For H&R Block, Landor Associates in New York changed the logo from a mild blue to a loud green in 2000 as one way to redefine the client, known for its tax-preparation work, as a financial services company. The green suggests “a sense of activity and a joyful, upbeat mood,” says ecd Richard Ford. Landor also used green, in combination with blue, in its design for Song, Delta Airline’s new discount service, to provide a fresh, bright identity, Ford says.

Cingular’s signature orange, introduced in 2000, distinguishes it from AT&T blue and Verizon red, and matches the “jubilant, friendly” feeling of the jack icon, says Charlie Miesmer, senior creative director on Cingular at BBDO. The client “wants to own orange,” he says, so BBDO uses it wherever possible. In recent TV and print ads, the tag “Cingular fits you best” and the product names are written in orange. Product labels in the ads use white type in orange bars.

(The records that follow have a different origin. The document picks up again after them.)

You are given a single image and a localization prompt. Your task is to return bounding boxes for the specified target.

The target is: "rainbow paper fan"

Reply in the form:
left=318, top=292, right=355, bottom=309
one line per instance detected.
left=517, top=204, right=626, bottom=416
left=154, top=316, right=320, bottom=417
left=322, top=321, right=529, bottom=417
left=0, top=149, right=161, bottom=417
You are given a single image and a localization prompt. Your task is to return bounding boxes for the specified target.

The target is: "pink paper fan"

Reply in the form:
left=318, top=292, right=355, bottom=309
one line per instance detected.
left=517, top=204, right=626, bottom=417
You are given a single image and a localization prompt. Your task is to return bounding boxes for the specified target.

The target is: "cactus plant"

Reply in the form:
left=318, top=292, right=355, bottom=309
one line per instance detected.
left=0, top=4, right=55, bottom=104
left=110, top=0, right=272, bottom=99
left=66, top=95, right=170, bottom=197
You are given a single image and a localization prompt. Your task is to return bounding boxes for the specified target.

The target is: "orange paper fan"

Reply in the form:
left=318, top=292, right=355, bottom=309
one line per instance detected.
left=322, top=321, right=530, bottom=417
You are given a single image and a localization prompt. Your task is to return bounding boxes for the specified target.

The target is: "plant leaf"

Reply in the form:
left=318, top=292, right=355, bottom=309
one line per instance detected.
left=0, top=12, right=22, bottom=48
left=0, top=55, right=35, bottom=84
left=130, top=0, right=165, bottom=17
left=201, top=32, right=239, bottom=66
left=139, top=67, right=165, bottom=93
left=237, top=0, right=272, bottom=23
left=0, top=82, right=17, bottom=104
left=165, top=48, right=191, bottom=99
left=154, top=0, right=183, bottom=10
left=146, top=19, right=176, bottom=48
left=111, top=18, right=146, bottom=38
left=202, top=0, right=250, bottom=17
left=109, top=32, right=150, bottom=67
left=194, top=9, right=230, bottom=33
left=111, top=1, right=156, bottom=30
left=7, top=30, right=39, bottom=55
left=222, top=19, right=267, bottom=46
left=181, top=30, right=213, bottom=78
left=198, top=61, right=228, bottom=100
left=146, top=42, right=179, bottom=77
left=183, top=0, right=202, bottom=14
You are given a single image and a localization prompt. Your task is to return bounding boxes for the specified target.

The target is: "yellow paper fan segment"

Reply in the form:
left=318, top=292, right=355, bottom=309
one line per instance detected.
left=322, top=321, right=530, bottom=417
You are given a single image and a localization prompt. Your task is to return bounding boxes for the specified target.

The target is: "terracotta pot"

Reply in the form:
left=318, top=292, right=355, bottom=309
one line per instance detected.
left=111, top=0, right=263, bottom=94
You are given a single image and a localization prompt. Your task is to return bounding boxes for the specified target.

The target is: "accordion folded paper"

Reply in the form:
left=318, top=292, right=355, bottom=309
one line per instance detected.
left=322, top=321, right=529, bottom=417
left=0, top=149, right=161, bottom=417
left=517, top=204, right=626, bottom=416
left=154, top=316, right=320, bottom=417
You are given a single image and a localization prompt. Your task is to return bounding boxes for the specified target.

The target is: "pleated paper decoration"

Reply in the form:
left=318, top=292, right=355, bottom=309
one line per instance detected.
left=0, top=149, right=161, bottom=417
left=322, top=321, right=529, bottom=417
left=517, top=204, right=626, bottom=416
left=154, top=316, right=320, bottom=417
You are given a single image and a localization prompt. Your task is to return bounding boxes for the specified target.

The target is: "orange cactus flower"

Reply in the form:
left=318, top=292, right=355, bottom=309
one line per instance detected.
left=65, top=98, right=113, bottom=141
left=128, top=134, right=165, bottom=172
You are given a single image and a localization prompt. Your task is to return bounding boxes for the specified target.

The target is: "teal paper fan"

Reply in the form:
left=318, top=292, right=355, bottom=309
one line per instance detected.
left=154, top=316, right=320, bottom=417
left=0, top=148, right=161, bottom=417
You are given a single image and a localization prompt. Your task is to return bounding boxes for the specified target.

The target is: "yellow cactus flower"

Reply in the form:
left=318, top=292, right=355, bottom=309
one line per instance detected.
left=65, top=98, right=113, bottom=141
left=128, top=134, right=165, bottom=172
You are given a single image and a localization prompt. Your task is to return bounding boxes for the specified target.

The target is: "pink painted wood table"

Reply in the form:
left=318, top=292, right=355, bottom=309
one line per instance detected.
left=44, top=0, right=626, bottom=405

Even less traditional is the vivid pink claimed by another wireless company, T-Mobile, which launched last July. Spots include bursts of pink between scenes and use pink type for the company name and the headline, “See. Send. Share.” The shade is as far from AT&T blue as you can get, says Publicis’ Moore, whose agency handles the account. He describes it as “bold and contemporary, with youth and vitality. It stands for your hipper friend, rather than AT&T, who is your grandmother.” And even if it led the wireless industry, T-Mobile would still see itself as more a “challenger magenta brand” than a stable blue, he says.

The risk is that cheeky colors may leave less margin for error. “If Cingular doesn’t do well, people might feel, ‘I knew it. They were too cute to be real,’ ” says Enterprise IG’s Ayres. But BBDO’s Miesmer counters, “It is not what color you use, but how you use it.”

Kodak’s marketing “was swimming in a nasty yellow” when San Francisco shop Eleven landed the client’s digital-camera account two years ago, says Paul Curtin, creative director and co-chairman. Now the shop’s work still uses the signature yellow and red, but only in a small logo; large photos and generous white space dominate.

UPS’ embrace of its heritage color has so far shown mixed results. In a little over a year, the campaign appears to be boosting the company’s logistics services but has had little effect on its core package-delivery business. In the first quarter, logistics revenue was up by 11.4 percent to $693 million and profit nearly doubled, compared with the same period last year. But U.S delivery revenue gained just 2 percent to $6 billion, with profit sinking 18 percent.

Given the cultural and emotional baggage of colors, can brown possibly mean progress and innovation? “It’s a stretch,” says consultant Swanson. “You can take a color only so far.”

Yet Swanson dismisses the creative directors who argue that one brand color can easily be substituted for another, while a great idea or a well-told story cannot. “Ask yourself, would Citibank’s ads say the same thing if the arc was blue? Would Campbell’s soup sell if the can was blue and white?” says Swanson. “Then tell me color doesn’t matter.”